L’application de la triangulation à des territoires plus vastes que les villes posait de façon plus aigue le problème de la mesure des distances. Gemma Frisius donna la première description de la triangulation dans une application cartographique autre qu’un plan urbain. Dans la deuxième édition de son Cosmograficus liber Petri Appiani parue en 1533, il proposait une explication claire et précise du principe de la triangulation d’un territoire dans un appendice de seize pages : le Libellus de Locroum describendorum ratione deque distantiis eorum inveniendis. La publication d’une édition en langue commune – et en français en 1544 – le destinait non seulement aux savants, principalement géographes, mais aussi aux professions moins cultivées comme les arpenteurs157. La méthode présentée généralisait la mesure indirecte des distances par la trigonométrie et posait les fondations de la triangulation dans son acceptation cartographique moderne : à partir de la mesure d’une base plus ou moins longue sur le terrain, qui constitue le côté d’un premier triangle, la triangulation permet de déterminer la position géographique de points par la mesure des angles des triangles formés par ces points.
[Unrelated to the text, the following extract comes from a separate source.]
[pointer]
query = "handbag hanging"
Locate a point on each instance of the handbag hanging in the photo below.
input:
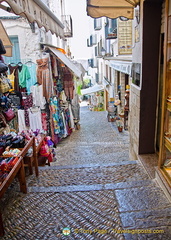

Bien que l’« invention » de la triangulation par Frisius soit controversée, la publication de son livre fut véritablement à l’origine de l’application de cette méthode à la cartographie. La deuxième moitié du 16e siècle connut un certain développement de la réalisation de cartes régionales géométriques, c’est-à-dire basée sur une triangulation. Des instruments adaptés furent mis au point. L’astrolabe fut ainsi modifié pour les mesures géodésiques. En 1612, J. P. Dou inventa le « cercle hollandais », qui devint le goniomètre le plus utilisé pendant deux siècles. Le français Philippe Danfrie construisit en 1597 le premier exemplaire du graphomètre, combinant boussole et astrolabe, qui resta l’instrument fondamental de l’arpenteur avec sa version réduite, le quart de cercle, jusqu’à l’invention du théodolite à la fin du 17e siècle158. Enfin, la planchette topographique, mise au point dans la deuxième moitié du 16e siècle, permettait d’effectuer simultanément le dessin cartographique et la mesure des angles – ou plus précisément le tracé graphique des angles à partir de visées.
Sur le développement de la triangulation aux Pays-Bas, voir : POULS H. C. Mieux vaut voir que courir 2. In Cartes et Figures de la Terre, op. cit., p. 248-251.
Le graphomètre « était constitué par un limbe de 180° muni d’une boussole et d’une alidade, à pinnules au début, à lunette par la suite, le tout supporté par un pied planté dans le sol. Le limbe pouvait prendre la position horizontale, inclinée ou verticale ; cette dernière donnait la possibilité de mesurer les angles verticaux, par adjonction d’un fil à plomb, mais on n’en usait pas, l’altimétrie étant délaissée (on connaissait bien aussi le niveau à bulle d’air, mais il n’était utilisé que pour les travaux d’arpentage et de terrassement, non pour les levés topographiques). Le quart de cercle n’était autre qu’un graphomètre réduit à environ 100°, mais de rayon plus grand, ce qui permettait de gagner en précision sans augmentation de poids. Ce sont ces instruments qui, progressivement perfectionnés et transformés, donnèrent naissance au théodolite ». ALINHAC Georges. Cartographie ancienne et moderne. T.1. Op. cit., p. 73.